The wild mallard is the ancestor of most domestic ducks. Perhaps one reason for its success is that it can survive on a great variety of foods. Aquatic plants such as sedges, wild celery, smartweeds, duckweeds, pondweeds and wild rice are among its favorites; and acorns, beechnuts, grain, corn and the seeds of many plants are among its choices of upland food.

Although most of a mallard’s food is vegetable in nature, it does also consume various types of animals, such as small fish, tadpoles, snails, leeches, angleworms, frogs, mice and toads. A great favorite in the summer is mosquito larvae. It’s claimed that these ducks are far better mosquito controllers than many fish species.

Mallards are statewide breeders in Wisconsin and are present in all seasons. Many do migrate south, but given enough food and open water during the winter, they soon prove their unusual hardiness.

The average drake mallard is about 26 inches from the tip of its beak to the sporty, curled tip of its tail. It has a wingspan of 36 inches. Its iridescent, green head; narrow, white collar; and reddish-brown breast present a handsome picture. A good field mark on a mallard is the violet-blue wing patch, called a speculum, that’s edged by a white border both in front and behind.

American black ducks have violet wing patches too, but without the white border. This is so obvious that, with a little practice, you can even see the mallard’s white-bordered wing patch while the bird is in flight.

The hen’s brown and beige plumage is mottled and streaked throughout, giving her colors that can blend with her nesting site’s vegetation. The speculum in each of her wings is the same as on the male, but she lacks the curled tail tip.

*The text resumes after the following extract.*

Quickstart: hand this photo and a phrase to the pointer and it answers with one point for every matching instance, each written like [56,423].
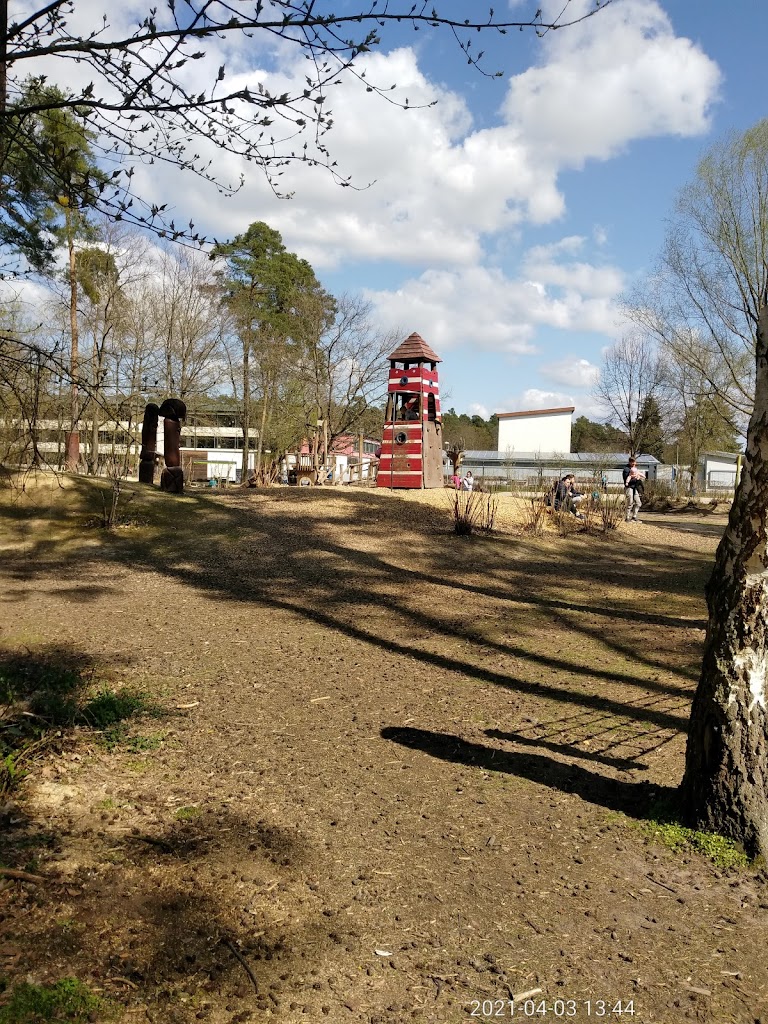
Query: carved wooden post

The female lays an egg every other day until a clutch of eight to 12 is set in the nest, which can be on the ground or as high as 30 feet in a tree hollow. Incubation takes about four weeks; the fledglings can fly when they’re about eight weeks old.

Mallards experience two molts each year. They undergo a complete molt – losing all their feathers – during the late summer to early fall, but fortunately, not all at the same time. A partial molt occurs in early to mid-summer, when only the body feathers, not the wing feathers, are dropped. This plumage is called an eclipse plumage, and it lasts for about a month. During this time, drakes look like hens, but the female appearance remains the same all year.

The dabbling ducks include the mallard, American black duck, northern pintail, northern shoveler, wood duck, blue-winged teal and green-winged teal, to name a few. Other ducks, called bay ducks, can dive deeply in the big lakes. They include the redhead, canvasback, ring-necked and scaups, plus the heavier goldeneyes, buffleheads and scoters.

One memorable, early-April trip many years ago was to Plainfield, Wisconsin, to witness the dawn courtship dance of the greater prairie chicken. We had to drive to our blind in total darkness along gravel roads that were flooded with spring rains. Our leader told us to observe any ducks in the road ponds. She said if they were dabbling ducks, the water level was to drive through. However, if they were diving ducks – capable of diving deeply – we should turn around and take another route!